Last Wednesday, the National Trust for Historic Preservation released a report demonstrating something some will find counterintuitive or even dubious, but which many of us in the historic preservation field have thought for years: reusing existing buildings almost always offers more environmental savings than demolition and new construction.

  • A new, high-performance building needs between 10-80 years, depending on the building type and where it is built, to offset the environmental impact of its construction.
  • In comparing new and retrofitted buildings ofsimilar size, function, and performance, energy savings in retrofitted buildings ranged from 4-46 percent higher than new construction.
  • The benefits of retrofitting and reusing existing buildings are even more pronounced in regions powered by coal and that experience wider climate variations.

old is eco-friendly

As you might expect, the preservation community is excited by these findings. But urbanists, environmentalists, the mainstream media, and government are taking notice as well. The buzz is palpable.

The marketplace has responded too. The United States Green Building Council, the organization behind the LEED environmental certification program, recently announced that LEED certification of existing buildings has surpassed that for new building construction.

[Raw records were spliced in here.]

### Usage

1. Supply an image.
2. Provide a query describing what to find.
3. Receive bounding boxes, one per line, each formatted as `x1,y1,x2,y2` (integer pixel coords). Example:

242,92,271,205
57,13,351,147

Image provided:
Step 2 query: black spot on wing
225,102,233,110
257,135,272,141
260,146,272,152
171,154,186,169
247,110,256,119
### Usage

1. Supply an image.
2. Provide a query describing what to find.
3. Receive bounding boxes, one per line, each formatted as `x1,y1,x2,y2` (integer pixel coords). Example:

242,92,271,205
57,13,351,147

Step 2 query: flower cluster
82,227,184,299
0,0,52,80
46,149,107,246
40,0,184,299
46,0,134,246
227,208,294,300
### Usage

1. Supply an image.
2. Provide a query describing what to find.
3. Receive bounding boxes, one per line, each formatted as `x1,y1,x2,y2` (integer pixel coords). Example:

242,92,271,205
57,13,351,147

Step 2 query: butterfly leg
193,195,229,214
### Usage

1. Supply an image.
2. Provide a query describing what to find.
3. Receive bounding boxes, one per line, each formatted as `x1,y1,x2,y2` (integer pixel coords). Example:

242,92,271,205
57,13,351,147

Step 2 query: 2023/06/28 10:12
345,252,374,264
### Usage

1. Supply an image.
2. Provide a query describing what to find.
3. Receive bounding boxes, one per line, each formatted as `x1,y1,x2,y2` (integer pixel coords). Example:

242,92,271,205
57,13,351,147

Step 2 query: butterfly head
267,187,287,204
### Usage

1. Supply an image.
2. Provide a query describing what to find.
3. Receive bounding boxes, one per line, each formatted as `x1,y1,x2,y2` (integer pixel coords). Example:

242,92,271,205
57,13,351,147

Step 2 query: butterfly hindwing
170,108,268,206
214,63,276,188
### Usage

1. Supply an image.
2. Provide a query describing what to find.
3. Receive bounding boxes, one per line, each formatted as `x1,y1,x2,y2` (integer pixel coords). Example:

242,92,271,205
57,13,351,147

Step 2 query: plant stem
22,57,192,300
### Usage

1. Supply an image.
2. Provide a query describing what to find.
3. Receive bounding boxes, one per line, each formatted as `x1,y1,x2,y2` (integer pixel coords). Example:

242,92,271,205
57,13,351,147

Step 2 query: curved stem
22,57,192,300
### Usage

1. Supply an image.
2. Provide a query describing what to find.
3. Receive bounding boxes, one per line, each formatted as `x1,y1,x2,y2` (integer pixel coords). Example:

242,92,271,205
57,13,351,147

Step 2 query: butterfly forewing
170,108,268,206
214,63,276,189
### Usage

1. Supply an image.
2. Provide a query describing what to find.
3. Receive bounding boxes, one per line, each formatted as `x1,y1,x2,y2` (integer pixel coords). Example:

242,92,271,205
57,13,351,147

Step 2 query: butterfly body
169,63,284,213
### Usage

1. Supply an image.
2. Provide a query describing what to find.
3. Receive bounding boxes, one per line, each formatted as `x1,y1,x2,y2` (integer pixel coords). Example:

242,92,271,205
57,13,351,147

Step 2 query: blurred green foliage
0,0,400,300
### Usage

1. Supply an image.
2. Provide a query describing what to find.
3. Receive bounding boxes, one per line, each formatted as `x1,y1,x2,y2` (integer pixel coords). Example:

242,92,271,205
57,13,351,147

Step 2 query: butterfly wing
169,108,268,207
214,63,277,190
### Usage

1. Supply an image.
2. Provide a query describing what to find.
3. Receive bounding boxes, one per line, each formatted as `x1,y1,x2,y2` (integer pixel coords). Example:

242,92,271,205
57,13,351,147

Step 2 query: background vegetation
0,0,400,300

The US government estimates that each year approximately 1 billion square feet of existing building stock is demolished and replaced, while the Brookings Institution suggests that one-quarter of existing building stock–fully 82 billion square feet–will be demolished and replaced between 2005 and 2030. That is a lot of construction debris going into landfills. But even if all of these new buildings are high-performing, we will not be able to build our way out of our carbon dependency.

save me and save the earth

As the Trust’s study demonstrates, taking advantage of our existing building stock must be central to our efforts to meet carbon reduction targets and address climate change. In addition to considering the cultural and economic arguments for preserving old or historic buildings, environmental factors should be considered.

Maybe, just maybe, these findings may broaden the circle of people who see value in our existing building stock.